This specifies that the dihedral angle specified by atom indices 1 and 2 and the dihedral angle specified by atom indices 4 and 10 will be fixed during the conformation search.

HelicalParameters:
  is_helical: true
  inclination:
  - 22.9 # Initial point in the range
  - 22.9 # Final point in the range
  - 1 # Number of configrations
  h_rise:
  - 2.53
  - 2.53
  - 1 
  tip:
  - 0.08 
  - 0.08 
  - 1 
  h_twist:
  - 32.39
  - 32.39
  - 1 
  x_displacement:
  - -4.54
  - -4.54
  - 1 
  y_displacement:
  - -0.02
  - -0.02
  - 1 

This section specifies the helical parameters. The is_helical keyword determines whether the helical parameters are used or whether the step parameters (i.e. shift, slide, rise, tilt, roll, twist). These are two equivalent schemes for describing the orienation of the nucleobases. When the is_helical value is true, any values specified for the step parameters will not be used. The base pair parameters (shear, stretch, stagger, buckle, propeller, opening) can be similarly specified. The first value is the beginning of the range, the second value is the end of the range, and the third value is the number of configurations in the range. If you want a specific single value, simply specify the same value for both the beginning and the end of the interval.

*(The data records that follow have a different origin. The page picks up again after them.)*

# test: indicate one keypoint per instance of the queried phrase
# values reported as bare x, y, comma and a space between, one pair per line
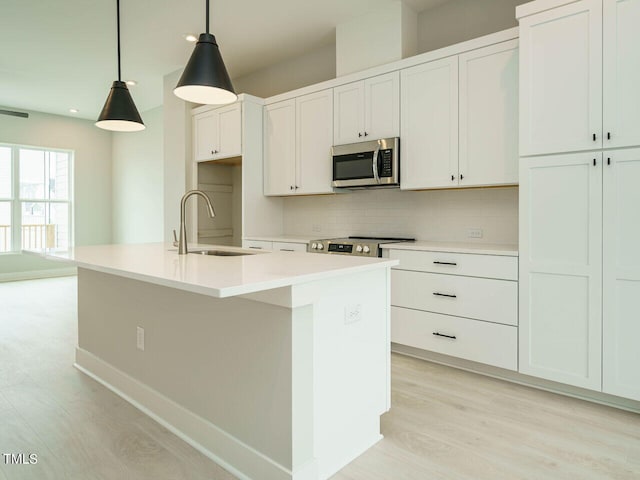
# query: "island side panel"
351, 381
229, 361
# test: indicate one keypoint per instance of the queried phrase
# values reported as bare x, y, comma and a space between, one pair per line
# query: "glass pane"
5, 226
5, 173
33, 225
45, 225
58, 235
32, 174
59, 175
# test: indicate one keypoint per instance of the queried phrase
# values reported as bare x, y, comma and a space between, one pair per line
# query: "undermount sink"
220, 253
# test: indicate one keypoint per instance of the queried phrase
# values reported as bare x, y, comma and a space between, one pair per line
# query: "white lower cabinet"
483, 342
459, 304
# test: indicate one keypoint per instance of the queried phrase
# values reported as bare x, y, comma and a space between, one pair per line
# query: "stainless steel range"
360, 246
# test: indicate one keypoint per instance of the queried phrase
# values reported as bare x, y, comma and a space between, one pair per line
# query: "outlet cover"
474, 233
140, 338
352, 313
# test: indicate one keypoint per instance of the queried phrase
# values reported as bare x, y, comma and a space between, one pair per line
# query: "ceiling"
58, 55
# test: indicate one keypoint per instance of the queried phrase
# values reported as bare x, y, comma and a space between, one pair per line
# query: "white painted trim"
37, 274
480, 42
519, 378
538, 6
202, 435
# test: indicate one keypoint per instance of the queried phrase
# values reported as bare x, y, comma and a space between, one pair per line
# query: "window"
35, 198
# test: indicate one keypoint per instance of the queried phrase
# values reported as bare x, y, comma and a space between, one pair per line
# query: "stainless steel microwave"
367, 164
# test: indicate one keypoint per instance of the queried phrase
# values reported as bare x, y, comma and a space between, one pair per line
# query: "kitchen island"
275, 365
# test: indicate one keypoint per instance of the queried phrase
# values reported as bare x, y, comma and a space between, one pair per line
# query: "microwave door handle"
375, 165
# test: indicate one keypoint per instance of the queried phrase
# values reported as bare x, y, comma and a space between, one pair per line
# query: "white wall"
459, 20
313, 67
436, 215
138, 182
177, 149
92, 176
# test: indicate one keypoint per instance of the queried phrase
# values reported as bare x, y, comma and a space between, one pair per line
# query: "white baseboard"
36, 274
227, 451
519, 378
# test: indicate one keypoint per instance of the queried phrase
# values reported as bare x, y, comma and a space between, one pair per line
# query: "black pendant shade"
119, 112
205, 79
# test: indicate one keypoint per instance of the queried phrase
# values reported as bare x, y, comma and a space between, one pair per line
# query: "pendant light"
205, 78
119, 112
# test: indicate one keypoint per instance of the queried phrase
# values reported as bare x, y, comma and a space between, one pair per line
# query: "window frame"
16, 200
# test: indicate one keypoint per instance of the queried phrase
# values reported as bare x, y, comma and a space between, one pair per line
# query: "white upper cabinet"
621, 274
298, 138
217, 133
621, 74
314, 138
367, 110
280, 148
488, 131
560, 268
580, 68
429, 126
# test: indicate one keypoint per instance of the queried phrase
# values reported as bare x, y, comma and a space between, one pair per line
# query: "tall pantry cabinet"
579, 196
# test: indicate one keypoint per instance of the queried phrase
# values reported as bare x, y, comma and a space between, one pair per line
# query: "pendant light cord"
118, 16
207, 17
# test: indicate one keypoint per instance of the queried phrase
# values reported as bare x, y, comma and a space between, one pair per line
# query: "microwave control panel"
386, 168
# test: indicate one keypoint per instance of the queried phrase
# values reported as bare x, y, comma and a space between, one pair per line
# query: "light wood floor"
444, 423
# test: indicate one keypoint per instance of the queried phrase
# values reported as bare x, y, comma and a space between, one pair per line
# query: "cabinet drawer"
257, 244
289, 247
477, 341
468, 264
479, 298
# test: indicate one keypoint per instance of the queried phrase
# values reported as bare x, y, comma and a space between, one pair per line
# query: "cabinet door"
229, 131
489, 115
205, 135
621, 274
314, 135
279, 148
429, 125
560, 268
348, 123
382, 106
621, 37
561, 79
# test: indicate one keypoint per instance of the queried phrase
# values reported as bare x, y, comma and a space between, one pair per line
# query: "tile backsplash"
434, 215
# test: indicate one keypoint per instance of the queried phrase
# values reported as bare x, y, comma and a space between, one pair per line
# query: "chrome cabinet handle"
437, 294
374, 164
438, 334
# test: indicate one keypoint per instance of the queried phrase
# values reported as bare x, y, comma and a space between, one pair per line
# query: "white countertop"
476, 248
215, 276
281, 238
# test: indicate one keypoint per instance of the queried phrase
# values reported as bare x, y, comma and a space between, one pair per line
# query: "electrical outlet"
140, 338
352, 313
474, 233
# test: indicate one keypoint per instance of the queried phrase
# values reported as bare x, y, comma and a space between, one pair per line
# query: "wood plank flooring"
444, 423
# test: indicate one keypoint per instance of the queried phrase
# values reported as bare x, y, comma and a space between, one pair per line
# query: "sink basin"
220, 253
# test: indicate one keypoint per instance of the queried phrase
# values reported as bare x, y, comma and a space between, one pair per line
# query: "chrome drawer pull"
444, 295
437, 334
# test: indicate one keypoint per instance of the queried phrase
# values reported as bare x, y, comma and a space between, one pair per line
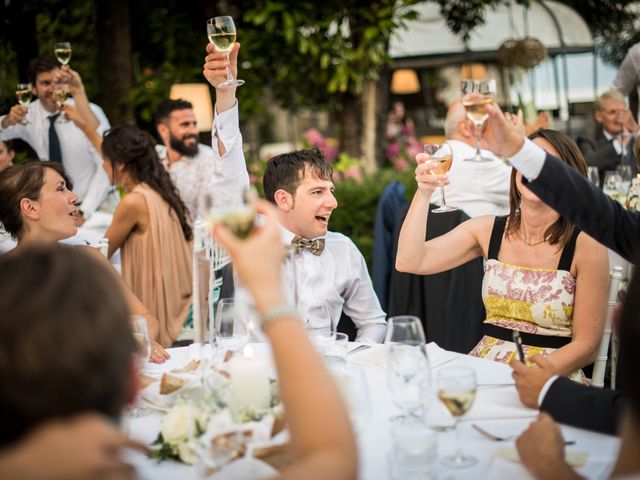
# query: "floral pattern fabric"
529, 300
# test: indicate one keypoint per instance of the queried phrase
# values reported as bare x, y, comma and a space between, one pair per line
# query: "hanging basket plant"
524, 52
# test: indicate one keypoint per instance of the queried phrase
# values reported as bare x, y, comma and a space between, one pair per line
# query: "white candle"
250, 386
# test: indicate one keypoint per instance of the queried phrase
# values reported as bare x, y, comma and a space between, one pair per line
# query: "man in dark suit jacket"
571, 195
612, 144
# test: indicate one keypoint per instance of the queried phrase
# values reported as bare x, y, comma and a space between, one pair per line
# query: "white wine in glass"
63, 52
222, 33
24, 94
440, 159
477, 94
457, 391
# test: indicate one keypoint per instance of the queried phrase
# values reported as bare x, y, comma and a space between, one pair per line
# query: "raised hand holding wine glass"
221, 32
23, 94
476, 94
439, 163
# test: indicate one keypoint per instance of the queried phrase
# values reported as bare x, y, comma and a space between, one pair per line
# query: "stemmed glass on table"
440, 159
222, 33
23, 94
476, 94
457, 391
408, 364
142, 353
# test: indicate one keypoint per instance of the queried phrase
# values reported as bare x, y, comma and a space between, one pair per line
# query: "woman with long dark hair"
543, 277
151, 227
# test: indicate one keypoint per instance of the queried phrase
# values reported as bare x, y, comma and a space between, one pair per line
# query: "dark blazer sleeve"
583, 204
597, 409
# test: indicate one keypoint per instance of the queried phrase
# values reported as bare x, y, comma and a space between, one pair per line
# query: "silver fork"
491, 436
496, 438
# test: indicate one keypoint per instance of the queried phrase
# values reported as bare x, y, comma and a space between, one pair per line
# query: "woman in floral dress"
543, 277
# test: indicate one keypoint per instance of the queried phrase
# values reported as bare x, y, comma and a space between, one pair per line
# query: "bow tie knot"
314, 246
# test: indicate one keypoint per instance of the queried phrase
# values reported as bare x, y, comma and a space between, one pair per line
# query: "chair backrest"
600, 365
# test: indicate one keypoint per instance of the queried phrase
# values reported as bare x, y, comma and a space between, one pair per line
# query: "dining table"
496, 409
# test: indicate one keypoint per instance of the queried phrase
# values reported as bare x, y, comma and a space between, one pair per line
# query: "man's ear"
30, 208
163, 131
598, 116
283, 199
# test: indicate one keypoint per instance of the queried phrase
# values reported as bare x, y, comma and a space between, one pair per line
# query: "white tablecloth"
497, 408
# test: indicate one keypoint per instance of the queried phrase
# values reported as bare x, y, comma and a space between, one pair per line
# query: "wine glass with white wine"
457, 391
440, 159
62, 51
476, 95
222, 33
23, 94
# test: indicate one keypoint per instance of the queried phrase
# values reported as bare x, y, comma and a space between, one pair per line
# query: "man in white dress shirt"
194, 167
478, 188
327, 282
57, 139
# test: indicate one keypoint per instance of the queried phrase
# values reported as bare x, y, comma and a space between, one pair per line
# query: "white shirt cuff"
545, 388
529, 160
226, 125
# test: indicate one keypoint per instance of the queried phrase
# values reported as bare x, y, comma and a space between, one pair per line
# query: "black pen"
517, 339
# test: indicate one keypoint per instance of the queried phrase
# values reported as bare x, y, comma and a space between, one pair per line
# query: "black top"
496, 241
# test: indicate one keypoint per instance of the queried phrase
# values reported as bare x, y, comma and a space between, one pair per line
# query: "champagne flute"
222, 33
231, 329
440, 158
63, 52
457, 391
23, 94
477, 94
142, 353
408, 364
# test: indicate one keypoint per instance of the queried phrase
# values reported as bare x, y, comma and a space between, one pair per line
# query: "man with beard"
192, 165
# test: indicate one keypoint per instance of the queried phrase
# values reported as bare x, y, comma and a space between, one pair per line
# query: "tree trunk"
350, 116
115, 65
369, 108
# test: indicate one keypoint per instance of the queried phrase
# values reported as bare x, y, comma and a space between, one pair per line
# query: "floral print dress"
530, 300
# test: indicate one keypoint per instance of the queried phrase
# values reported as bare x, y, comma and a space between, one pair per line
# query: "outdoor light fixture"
200, 97
405, 81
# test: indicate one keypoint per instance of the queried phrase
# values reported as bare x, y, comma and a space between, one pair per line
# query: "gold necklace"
532, 244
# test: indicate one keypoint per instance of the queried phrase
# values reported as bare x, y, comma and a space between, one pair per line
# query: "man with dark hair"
194, 167
59, 140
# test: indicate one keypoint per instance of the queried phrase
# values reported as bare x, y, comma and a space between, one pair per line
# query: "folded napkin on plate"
574, 458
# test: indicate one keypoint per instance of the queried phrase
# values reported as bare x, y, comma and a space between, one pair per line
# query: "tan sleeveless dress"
157, 266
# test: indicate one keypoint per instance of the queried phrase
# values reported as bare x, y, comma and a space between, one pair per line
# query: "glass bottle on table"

Note that for hexad geometries, only the rise and the twist are defined. Therefore, the ranges for other entries must be set to zero or removed altogether from the input file.

RuntimeParameters:
  seed: 0 # Seed for the random number generator
  search_algorithm: "weighted monte carlo search" # Search algorithm
  num_steps: 10000000 # Number of steps for backbone dihedral search
  weighting_temperature: 300.0 # Temperature used in the weighting procedure for dihedral angles
  monte_carlo_temperature: 300.0 # Temperature used in the Monte Carlo procedure
  max_distance: 0.8 # Maximum distance between atom linkers in backbone
  ff_type: GAFF # Force field type
  energy_filter:
  - 1.0 # Bond energy involving newly formed backbone bonds
  - 2.0 # Angle energy involving newly formed backbone bonds
  - 4.0 # Total torsional energy of rotatable bonds
  - 0.0 # Total van der Waals energy
  - 10000000000.0 # Total Energy of the system
  strand: CGAUUUAGCG # Sequence of base names
  build_strand: # What strands to build
  - true  # Build one strand only
  - false
  - false
  - false
  - false
  - false

This section specifies the runtime parameters for the program. Other search algorithms can be specified as follows:

  search_algorithm: "systematic search"
  dihedral_step: 2
  search_algorithm: "monte carlo search"
  num_steps: 10000000
  monte_carlo_temperature: 300.0
  search_algorithm: "random search"
  num_steps: 10000000
  search_algorithm: "weighted random search"
  num_steps: 10000000
  weighting_temperature: 300.0
  search_algorithm: "genetic algorithm search"
  num_steps: 1000
  population_size: 10000
  mutation_rate: 0.75
  crossover_rate: 0.25

The example above shows how to build single-stranded RNA by using the keyword build_strand and setting the first value to true and the rest to false. To build a duplex, write:

  build_strand:
  - true
  - true
  - false
  - false
  - false
  - false
  strand_orientation:
  - true
  - false
  - false
  - false
  - false
  - false

For DNA and RNA, the strands are anti-parallel. The strand_orientation option specifies this by setting the first strand to true and the second to false.

To build a hexad,

  is_hexad: true
  build_strand:
  - true
  - true
  - true
  - true
  - true
  - true
  strand_orientation:
  - true
  - true
  - true
  - true
  - true
  - true

The is_hexad keyword tells the program that we want to use the hexad geometry. The program, therefore, will perform 60 degrees rotation when appropriate to generate the strands. To build all the six strands in the hexad, set all entries in build_strand to true. The strand_orientation option allows you to build any cobmination of parallel and anti-parallel strands by setting the values to true or false

Adding Bases Not Defined in The Library

The program can build structures with arbitrary nucleobases. The key problem with defining a new nucleobase is making sure that the provided geometry of the nucleobase is in the correct standard frame of reference. Otherwise, the helical parameters will be ill-defined. The additional bases can be defined in the graphical user interface or by editing the input file. The program can automatically align provided nucleobases to the standard DNA/RNA frame of reference, though the user may need to verify that the nucleobase is correctly aligned. The program cannot align bases to the hexad frame of reference.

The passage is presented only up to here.